A soma do aumento do custo da extração dos combustíveis fósseis e a perda dos ganhos de produtividade pode funcionar como freio ao crescimento econômico. Considerando a economia dos Estados Unidos da América (EUA), Gordon argumenta que existem seis “ventos contrários” (headwinds) que devem desacelerar o crescimento americano: 1) aumento das desigualdades sociais, 2) educação deteriorada; 3) degradação ambiental; 4) maior competição provocada pela globalização; 5) envelhecimento populacional; e 6) o peso dos déficits e do endividamento privado e público.
O autor sugere que estes “ventos contrários” não estão atingindo apenas os EUA, mas todas as economias avançadas, o que deve provocar taxas de crescimento econômico abaixo de 1% nas próximas décadas. Para as sociedades emergentes, os “ventos contrários” também existem, mas sopram com menos intensidade, por enquanto. Mas, numa economia cada vez mais internacionalizada, é difícil imaginar que os países em desenvolvimento possam manter altas taxas de crescimento econômico sem contar com uma dinâmica parecida nos países desenvolvidos.
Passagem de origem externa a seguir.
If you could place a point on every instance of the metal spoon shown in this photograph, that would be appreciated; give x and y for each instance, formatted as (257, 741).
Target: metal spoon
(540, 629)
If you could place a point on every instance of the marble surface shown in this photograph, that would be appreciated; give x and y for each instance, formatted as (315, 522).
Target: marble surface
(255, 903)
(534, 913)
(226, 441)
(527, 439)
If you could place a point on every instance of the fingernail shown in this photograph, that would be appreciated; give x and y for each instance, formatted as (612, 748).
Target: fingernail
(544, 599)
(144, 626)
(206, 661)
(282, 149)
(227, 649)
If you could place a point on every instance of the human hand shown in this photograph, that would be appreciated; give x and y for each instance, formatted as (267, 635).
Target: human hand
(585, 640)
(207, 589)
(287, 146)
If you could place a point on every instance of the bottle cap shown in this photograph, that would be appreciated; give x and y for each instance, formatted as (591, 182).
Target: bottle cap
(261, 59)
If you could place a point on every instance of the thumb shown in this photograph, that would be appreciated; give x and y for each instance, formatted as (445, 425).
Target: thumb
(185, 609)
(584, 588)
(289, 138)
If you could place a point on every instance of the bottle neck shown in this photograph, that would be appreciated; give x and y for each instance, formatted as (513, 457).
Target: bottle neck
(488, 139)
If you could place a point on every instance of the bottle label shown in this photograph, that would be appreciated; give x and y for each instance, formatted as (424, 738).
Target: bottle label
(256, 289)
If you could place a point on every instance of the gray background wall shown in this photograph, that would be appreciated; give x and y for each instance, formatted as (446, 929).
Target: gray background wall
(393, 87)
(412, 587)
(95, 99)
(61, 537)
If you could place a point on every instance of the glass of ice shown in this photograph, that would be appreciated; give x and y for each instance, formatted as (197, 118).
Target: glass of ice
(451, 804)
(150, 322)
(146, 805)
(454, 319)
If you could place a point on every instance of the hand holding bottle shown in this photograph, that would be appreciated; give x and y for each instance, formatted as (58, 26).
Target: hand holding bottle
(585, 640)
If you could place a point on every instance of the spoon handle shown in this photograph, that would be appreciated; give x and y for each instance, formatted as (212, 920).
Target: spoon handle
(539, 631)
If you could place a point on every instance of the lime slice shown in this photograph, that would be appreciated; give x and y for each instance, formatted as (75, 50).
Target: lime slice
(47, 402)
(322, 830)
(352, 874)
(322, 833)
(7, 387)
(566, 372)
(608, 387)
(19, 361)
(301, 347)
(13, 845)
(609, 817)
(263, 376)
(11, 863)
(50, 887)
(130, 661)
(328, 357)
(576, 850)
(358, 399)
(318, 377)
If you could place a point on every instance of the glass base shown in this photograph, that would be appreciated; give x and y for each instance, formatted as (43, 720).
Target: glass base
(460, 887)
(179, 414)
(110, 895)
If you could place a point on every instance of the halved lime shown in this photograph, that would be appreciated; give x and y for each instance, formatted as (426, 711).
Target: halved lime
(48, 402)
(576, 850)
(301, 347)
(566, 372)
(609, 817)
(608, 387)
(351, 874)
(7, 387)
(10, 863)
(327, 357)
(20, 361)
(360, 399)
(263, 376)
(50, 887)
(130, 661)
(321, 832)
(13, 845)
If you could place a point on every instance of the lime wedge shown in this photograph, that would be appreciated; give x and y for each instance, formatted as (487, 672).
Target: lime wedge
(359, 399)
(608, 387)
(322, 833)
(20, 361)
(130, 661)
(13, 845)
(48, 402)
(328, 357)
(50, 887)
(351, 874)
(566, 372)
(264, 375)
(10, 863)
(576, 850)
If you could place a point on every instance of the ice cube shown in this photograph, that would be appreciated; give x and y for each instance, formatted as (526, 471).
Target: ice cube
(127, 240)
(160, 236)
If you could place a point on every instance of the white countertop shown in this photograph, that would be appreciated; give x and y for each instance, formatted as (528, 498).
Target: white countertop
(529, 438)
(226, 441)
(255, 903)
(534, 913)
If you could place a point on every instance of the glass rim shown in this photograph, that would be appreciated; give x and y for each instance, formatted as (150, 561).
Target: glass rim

Evidentemente, a tecnologia contribui para o progresso e o bem-estar da população. O avanço das tecnologias de higiene e de saneamento básico reduziram a mortalidade infantil e aumentaram a esperança de vida, contribuindo para tornar as pessoas mais longevas, mais educadas e mais produtivas. Aliás, a revista britânica The Economist, com base nos estudos de Robert Gordon, fez uma capa (12/01/2013) mostrando que toda a força do pensamento tecnológico recente foi incapaz de inventar uma coisa mais útil e de maior impacto na saúde dos povos do que o vaso sanitário. Os efeitos positivos de uma invenção tão simples desmistificam a apologia das tecnologias mirabolantes.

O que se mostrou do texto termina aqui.